ハチミツを採るために日本で飼育されているのは主にヨーロッパ原産のセイヨウミツバチ。
しかしもともと日本にもミツバチは生息しています。
それがトウヨウミツバチの1亜種、ニホンミツバチです。
ニホンミツバチはセイヨウミツバチより黒っぽいので、慣れると見分けられます。
そのニホンミツバチも最近は数を減らしているという話ですね。
ニホンミツバチは樹洞などに営巣するので、大木が減っていることも原因でしょうか。
そんな貴重なニホンミツバチの巣が泉の森で見つかりました。
▲巣門から顔をのぞかせるニホンミツバチ(ミツバチ科)
巣は泉の森の北東にあるこもれび広場の西側園路沿いです。
針葉樹の根元に巣門(出入口)がありました。
▲2か所の巣門
出入口は2か所あります。
ミツバチは春に新しい女王蜂と雄蜂が生まれ、交尾した新女王が巣を引き継ぎます。
では古い女王蜂はどうなるのでしょう?
古い女王は約半数の働き蜂(性別はメスです)を引き連れ、別の場所に新しい巣を作ります。
これが分蜂(ぶんぽう)です。
昨年までこの場所で巣は確認されていませんでした。
ということは、おそらく分蜂してきて作られた新しい巣なのでしょう。
▲ニホンミツバチの働き蜂
ハチというとなんでもかんでも毛嫌いする人が多いですよね。
しかしミツバチはおとなしいハチです。
毒針は持っていますが、ハチの方から積極的に攻撃してくることはありません。
彼女らが針を使う時は自分自身、あるいは巣を守らなければならない時です。
ハチをつかんだり、巣を刺激すれば攻撃してきます。
しかしそれ以外の時に攻撃してくることは、まずありません。
ちなみに上の写真は巣門にギリギリまで近づいて1匹をドアップで撮りました。
こんなことをずっとしていましたが刺されません。
つまり巣の近くを通ったくらいで攻撃してくることはないのです。
ただし、柑橘系の匂いはハチを刺激するので、興奮したハチが刺しに来ることがあります。

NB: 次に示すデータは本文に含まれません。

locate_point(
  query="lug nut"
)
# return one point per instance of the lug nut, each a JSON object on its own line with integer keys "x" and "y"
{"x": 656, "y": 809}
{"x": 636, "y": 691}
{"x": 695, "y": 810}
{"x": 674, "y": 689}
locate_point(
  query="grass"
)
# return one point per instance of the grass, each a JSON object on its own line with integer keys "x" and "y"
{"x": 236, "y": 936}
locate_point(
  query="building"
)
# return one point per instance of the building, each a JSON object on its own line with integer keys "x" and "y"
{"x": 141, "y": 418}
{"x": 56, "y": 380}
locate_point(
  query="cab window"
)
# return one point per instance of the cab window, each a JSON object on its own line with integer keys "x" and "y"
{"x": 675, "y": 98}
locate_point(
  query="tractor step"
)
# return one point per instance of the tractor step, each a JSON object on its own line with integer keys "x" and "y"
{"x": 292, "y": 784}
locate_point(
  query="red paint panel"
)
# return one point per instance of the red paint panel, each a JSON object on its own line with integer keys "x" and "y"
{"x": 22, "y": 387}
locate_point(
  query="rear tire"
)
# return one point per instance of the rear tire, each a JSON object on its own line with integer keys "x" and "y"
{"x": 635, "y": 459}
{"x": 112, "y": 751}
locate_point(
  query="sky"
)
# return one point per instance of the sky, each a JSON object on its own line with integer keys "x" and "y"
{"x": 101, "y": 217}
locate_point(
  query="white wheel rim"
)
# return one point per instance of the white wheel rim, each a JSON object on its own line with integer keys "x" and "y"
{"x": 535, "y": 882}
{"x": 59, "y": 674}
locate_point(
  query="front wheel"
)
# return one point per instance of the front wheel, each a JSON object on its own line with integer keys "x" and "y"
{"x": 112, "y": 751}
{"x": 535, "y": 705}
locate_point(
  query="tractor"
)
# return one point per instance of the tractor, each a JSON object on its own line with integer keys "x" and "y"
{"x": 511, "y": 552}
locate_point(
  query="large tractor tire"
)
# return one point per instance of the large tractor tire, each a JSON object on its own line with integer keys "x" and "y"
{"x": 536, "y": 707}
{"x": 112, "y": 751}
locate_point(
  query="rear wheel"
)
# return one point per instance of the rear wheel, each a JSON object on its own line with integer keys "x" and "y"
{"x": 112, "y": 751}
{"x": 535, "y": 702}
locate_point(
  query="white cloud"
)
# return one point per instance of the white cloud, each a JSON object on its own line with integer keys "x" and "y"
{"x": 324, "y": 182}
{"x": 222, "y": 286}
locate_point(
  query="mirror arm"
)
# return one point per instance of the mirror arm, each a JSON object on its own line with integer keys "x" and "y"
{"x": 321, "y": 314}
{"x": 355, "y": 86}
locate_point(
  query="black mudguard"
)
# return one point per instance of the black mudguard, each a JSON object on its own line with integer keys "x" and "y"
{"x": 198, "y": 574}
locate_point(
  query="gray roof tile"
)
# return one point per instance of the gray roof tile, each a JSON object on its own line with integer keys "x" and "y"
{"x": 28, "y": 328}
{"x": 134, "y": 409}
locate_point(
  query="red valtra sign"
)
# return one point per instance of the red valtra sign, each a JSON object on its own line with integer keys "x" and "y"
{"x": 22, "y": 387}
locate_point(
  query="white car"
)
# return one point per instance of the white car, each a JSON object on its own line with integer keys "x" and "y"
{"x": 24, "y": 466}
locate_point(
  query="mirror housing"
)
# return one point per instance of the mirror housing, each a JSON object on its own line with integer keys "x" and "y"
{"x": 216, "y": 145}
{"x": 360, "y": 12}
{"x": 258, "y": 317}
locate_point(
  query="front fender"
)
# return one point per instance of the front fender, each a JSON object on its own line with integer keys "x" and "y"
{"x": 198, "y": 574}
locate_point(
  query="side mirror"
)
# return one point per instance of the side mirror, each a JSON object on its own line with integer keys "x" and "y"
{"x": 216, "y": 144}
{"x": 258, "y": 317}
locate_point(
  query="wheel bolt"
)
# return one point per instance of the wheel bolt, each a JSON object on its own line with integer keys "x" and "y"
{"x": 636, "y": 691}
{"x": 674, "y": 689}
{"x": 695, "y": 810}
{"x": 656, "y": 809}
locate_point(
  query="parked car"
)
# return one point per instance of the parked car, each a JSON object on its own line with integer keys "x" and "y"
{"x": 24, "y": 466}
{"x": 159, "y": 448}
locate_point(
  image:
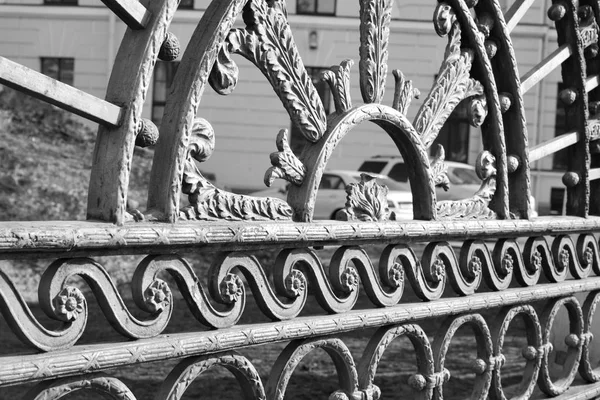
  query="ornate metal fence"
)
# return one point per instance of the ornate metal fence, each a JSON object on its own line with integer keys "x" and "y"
{"x": 507, "y": 261}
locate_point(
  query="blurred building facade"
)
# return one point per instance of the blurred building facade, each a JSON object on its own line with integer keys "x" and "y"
{"x": 76, "y": 41}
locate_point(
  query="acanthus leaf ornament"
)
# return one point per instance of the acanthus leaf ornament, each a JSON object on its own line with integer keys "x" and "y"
{"x": 375, "y": 19}
{"x": 440, "y": 169}
{"x": 338, "y": 79}
{"x": 452, "y": 85}
{"x": 285, "y": 163}
{"x": 207, "y": 202}
{"x": 223, "y": 77}
{"x": 478, "y": 205}
{"x": 366, "y": 201}
{"x": 267, "y": 42}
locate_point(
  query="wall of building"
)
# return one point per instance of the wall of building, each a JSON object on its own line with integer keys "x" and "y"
{"x": 91, "y": 34}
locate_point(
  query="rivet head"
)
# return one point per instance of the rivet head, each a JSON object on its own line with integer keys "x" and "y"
{"x": 491, "y": 48}
{"x": 556, "y": 12}
{"x": 568, "y": 96}
{"x": 572, "y": 340}
{"x": 169, "y": 50}
{"x": 479, "y": 366}
{"x": 417, "y": 382}
{"x": 513, "y": 163}
{"x": 529, "y": 353}
{"x": 506, "y": 100}
{"x": 571, "y": 179}
{"x": 147, "y": 134}
{"x": 591, "y": 51}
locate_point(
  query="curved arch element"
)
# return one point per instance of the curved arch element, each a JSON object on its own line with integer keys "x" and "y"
{"x": 52, "y": 288}
{"x": 493, "y": 126}
{"x": 485, "y": 362}
{"x": 182, "y": 376}
{"x": 533, "y": 331}
{"x": 515, "y": 125}
{"x": 291, "y": 356}
{"x": 55, "y": 390}
{"x": 573, "y": 341}
{"x": 315, "y": 157}
{"x": 23, "y": 323}
{"x": 188, "y": 283}
{"x": 586, "y": 369}
{"x": 422, "y": 382}
{"x": 129, "y": 82}
{"x": 182, "y": 105}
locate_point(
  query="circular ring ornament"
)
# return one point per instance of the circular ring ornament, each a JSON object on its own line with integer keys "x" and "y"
{"x": 573, "y": 340}
{"x": 530, "y": 353}
{"x": 422, "y": 381}
{"x": 586, "y": 369}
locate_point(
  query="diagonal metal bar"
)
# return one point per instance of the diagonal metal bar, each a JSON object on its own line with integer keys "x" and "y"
{"x": 26, "y": 80}
{"x": 132, "y": 12}
{"x": 516, "y": 12}
{"x": 549, "y": 64}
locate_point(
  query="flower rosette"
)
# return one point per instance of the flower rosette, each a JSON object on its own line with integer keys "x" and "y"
{"x": 69, "y": 304}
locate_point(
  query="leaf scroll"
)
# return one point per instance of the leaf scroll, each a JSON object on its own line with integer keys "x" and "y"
{"x": 267, "y": 42}
{"x": 451, "y": 87}
{"x": 375, "y": 18}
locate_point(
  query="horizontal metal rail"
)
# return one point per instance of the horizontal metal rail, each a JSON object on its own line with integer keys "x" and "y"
{"x": 132, "y": 12}
{"x": 94, "y": 238}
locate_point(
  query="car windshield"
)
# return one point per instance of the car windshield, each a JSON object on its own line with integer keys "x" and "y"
{"x": 463, "y": 176}
{"x": 372, "y": 166}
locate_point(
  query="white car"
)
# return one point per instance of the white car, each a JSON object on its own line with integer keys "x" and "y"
{"x": 331, "y": 196}
{"x": 464, "y": 181}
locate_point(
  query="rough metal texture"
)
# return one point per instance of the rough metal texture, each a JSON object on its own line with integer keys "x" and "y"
{"x": 503, "y": 262}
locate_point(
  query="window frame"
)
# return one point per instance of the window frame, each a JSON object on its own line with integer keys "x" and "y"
{"x": 316, "y": 9}
{"x": 60, "y": 62}
{"x": 171, "y": 70}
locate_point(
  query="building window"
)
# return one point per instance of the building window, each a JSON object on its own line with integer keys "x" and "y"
{"x": 164, "y": 72}
{"x": 59, "y": 68}
{"x": 296, "y": 138}
{"x": 186, "y": 4}
{"x": 315, "y": 7}
{"x": 560, "y": 160}
{"x": 454, "y": 135}
{"x": 61, "y": 2}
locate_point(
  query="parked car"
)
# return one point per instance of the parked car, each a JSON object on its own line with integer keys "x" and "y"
{"x": 331, "y": 196}
{"x": 464, "y": 181}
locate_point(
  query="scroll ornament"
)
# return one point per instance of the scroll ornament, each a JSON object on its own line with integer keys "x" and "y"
{"x": 366, "y": 201}
{"x": 207, "y": 202}
{"x": 267, "y": 42}
{"x": 478, "y": 205}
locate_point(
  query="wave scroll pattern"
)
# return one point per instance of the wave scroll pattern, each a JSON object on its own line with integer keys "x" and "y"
{"x": 356, "y": 379}
{"x": 221, "y": 301}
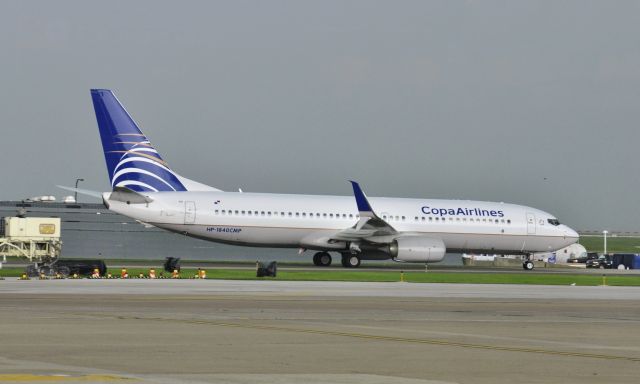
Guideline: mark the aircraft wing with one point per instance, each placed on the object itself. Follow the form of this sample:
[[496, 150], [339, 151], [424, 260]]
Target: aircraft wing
[[369, 226]]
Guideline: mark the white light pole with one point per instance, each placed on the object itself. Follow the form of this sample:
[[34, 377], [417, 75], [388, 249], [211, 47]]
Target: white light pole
[[75, 197]]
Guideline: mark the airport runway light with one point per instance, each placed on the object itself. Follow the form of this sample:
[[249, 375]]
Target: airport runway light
[[76, 192]]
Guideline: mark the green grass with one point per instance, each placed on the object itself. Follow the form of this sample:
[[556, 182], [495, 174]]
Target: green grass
[[614, 244], [394, 276]]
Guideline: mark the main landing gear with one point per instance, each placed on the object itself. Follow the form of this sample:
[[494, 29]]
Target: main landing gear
[[322, 259], [350, 260], [527, 265]]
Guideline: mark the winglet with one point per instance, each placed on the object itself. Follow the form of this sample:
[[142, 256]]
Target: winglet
[[361, 198]]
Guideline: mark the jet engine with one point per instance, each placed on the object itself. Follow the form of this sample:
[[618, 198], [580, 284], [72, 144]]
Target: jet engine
[[417, 249]]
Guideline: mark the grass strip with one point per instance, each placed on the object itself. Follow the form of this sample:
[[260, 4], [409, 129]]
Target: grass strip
[[394, 276]]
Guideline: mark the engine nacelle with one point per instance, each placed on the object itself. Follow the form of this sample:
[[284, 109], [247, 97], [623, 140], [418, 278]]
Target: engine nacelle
[[417, 249]]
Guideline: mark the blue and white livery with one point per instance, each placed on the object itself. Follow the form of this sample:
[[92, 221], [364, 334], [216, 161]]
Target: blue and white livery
[[355, 227]]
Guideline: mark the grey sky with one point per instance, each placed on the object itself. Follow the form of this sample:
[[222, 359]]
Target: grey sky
[[441, 99]]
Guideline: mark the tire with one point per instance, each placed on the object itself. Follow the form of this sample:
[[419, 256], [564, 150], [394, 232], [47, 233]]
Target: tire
[[64, 271], [324, 259], [352, 261], [345, 257], [31, 271]]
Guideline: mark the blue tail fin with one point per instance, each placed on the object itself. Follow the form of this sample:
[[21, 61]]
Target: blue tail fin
[[132, 161]]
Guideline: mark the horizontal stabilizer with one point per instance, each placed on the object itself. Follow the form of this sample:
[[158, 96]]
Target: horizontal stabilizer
[[86, 192], [128, 196]]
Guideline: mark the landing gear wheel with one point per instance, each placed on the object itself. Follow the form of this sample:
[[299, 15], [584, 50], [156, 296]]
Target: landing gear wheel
[[316, 259], [64, 271], [32, 271], [350, 261], [324, 259]]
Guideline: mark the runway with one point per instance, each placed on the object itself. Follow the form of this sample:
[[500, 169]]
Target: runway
[[316, 332]]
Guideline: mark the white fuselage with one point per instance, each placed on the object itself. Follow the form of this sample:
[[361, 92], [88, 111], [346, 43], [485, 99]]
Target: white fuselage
[[305, 221]]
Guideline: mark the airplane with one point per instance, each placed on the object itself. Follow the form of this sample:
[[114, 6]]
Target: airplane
[[356, 227]]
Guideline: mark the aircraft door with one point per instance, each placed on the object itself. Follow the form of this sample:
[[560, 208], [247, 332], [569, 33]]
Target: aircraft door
[[189, 212], [531, 223]]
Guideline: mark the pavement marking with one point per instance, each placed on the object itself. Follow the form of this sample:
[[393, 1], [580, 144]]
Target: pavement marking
[[26, 377], [378, 337]]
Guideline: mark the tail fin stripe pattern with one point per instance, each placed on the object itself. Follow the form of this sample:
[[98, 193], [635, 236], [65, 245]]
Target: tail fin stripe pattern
[[142, 162], [132, 161], [137, 186]]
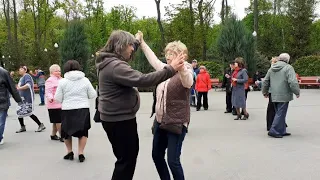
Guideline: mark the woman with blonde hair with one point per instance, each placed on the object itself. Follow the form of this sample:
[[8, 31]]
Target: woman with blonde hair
[[74, 93], [172, 108], [119, 100], [239, 80], [54, 107]]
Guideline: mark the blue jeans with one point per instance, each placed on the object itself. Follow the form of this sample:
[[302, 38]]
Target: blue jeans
[[3, 118], [161, 141], [279, 122], [41, 93]]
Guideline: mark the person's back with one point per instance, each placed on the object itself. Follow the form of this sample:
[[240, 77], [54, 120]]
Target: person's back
[[283, 82], [76, 91]]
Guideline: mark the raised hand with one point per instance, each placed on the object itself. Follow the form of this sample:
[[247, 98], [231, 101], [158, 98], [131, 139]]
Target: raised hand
[[178, 62], [139, 36]]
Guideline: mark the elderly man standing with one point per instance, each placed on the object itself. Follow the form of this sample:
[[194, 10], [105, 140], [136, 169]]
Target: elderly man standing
[[281, 78]]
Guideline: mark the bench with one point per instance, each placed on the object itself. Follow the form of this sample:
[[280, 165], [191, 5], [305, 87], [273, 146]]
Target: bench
[[309, 81], [215, 83]]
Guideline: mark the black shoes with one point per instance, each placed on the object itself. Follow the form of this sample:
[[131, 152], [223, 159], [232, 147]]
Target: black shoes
[[81, 158], [41, 128], [69, 156], [274, 135], [245, 117], [55, 138], [238, 117], [22, 129]]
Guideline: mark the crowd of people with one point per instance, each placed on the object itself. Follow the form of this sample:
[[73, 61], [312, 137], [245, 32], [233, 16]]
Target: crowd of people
[[178, 86]]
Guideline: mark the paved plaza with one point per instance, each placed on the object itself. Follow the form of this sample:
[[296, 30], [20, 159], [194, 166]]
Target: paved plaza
[[216, 147]]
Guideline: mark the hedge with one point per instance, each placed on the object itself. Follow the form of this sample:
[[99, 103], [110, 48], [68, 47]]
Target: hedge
[[215, 69], [307, 66]]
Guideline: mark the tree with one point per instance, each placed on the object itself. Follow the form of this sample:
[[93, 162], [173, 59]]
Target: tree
[[236, 41], [301, 15], [160, 23], [74, 45]]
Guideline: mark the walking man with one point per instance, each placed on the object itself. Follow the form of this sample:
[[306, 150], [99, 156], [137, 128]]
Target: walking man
[[6, 86], [281, 79]]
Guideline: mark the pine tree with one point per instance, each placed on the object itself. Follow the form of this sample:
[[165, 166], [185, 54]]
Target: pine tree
[[74, 45], [301, 15], [236, 41]]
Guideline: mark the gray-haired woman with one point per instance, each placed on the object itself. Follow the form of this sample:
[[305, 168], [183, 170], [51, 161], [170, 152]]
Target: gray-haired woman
[[118, 99]]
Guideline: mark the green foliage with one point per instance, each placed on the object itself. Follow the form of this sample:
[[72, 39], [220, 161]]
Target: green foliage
[[300, 15], [263, 63], [314, 46], [215, 69], [74, 45], [308, 66], [236, 41]]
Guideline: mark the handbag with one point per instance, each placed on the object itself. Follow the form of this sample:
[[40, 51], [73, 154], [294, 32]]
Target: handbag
[[25, 109], [96, 117]]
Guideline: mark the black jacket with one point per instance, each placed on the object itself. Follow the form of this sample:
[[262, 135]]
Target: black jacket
[[226, 83], [7, 86]]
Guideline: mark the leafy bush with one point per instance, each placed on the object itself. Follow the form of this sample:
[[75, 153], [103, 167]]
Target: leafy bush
[[215, 69], [263, 63], [307, 66]]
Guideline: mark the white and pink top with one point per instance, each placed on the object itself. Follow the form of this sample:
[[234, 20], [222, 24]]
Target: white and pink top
[[51, 86]]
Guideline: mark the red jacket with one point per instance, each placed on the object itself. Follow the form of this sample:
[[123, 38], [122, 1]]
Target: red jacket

私も昔、シトラス系の整髪料をつけていて、ミツバチに髪の中に入られたことがありました。
幸い刺されませんでしたが、ちょっと怖かったです。
▲巣の前に掲示した注意書き
このようにかなり安全なニホンミツバチなのですが、知らずに近づいて巣を刺激してしまう人がいるかもしれません。
そのため巣の前には巣があることが分かるよう注意書きを掲示しました。
園路が多少狭くなりご不便をおかけいたしますが、ご理解・ご協力をお願いいたします。